Senator unveils new TAILOR bill
Feb. 15, 2017 -- Legislation aimed at giving regulatory relief to smaller credit unions and banks by requiring their federal regulators (including NCUA and the CFPB) to tailor their rules to fit financial institutions’ business models and risk profiles has been reintroduced in the Senate.
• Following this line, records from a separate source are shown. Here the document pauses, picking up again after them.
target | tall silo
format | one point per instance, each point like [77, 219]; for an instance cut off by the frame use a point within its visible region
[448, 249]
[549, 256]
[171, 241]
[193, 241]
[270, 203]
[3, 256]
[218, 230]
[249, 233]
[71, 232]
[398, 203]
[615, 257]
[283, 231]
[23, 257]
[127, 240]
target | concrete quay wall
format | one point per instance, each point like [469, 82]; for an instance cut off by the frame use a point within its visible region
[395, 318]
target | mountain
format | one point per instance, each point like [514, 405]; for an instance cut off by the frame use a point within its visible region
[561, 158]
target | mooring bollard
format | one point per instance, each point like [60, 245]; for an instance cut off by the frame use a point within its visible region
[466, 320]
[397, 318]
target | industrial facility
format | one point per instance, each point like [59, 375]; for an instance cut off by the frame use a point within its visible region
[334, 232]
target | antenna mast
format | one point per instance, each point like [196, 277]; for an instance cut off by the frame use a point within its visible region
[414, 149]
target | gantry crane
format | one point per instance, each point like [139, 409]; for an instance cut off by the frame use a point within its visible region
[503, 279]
As he did in the previous Congress, Sen. Mike Rounds (R-S.C.) has introduced the “Taking Account of Institutions with Low Operational Risk Act” (the TAILOR Act, S. 366), which mirrors House legislation of the same name that was also introduced in the previous Congress. That bill, H.R. 2896, was sent by the House Financial Services Committee to the House floor, but no further action was taken. In addition to requiring regulators to take risk into account,
Rounds’ bill would require regulators to provide an annual report to Congress outlining the steps taken to “tailor” their regulations, and; review all regulations issued by the agencies since the Dodd-Frank Act was passed in 2010, and revise those that do not conform to the new TAILOR Act.
The House version of last year’s bill was incorporated into the Financial CHOICE Act, the sweeping reform of the Dodd-Frank Act proposed by House Financial Services Committee Chairman Jeb Hensarling (R-Texas). The committee leader is reportedly preparing a new version of his reform bill; introduction is expected soon.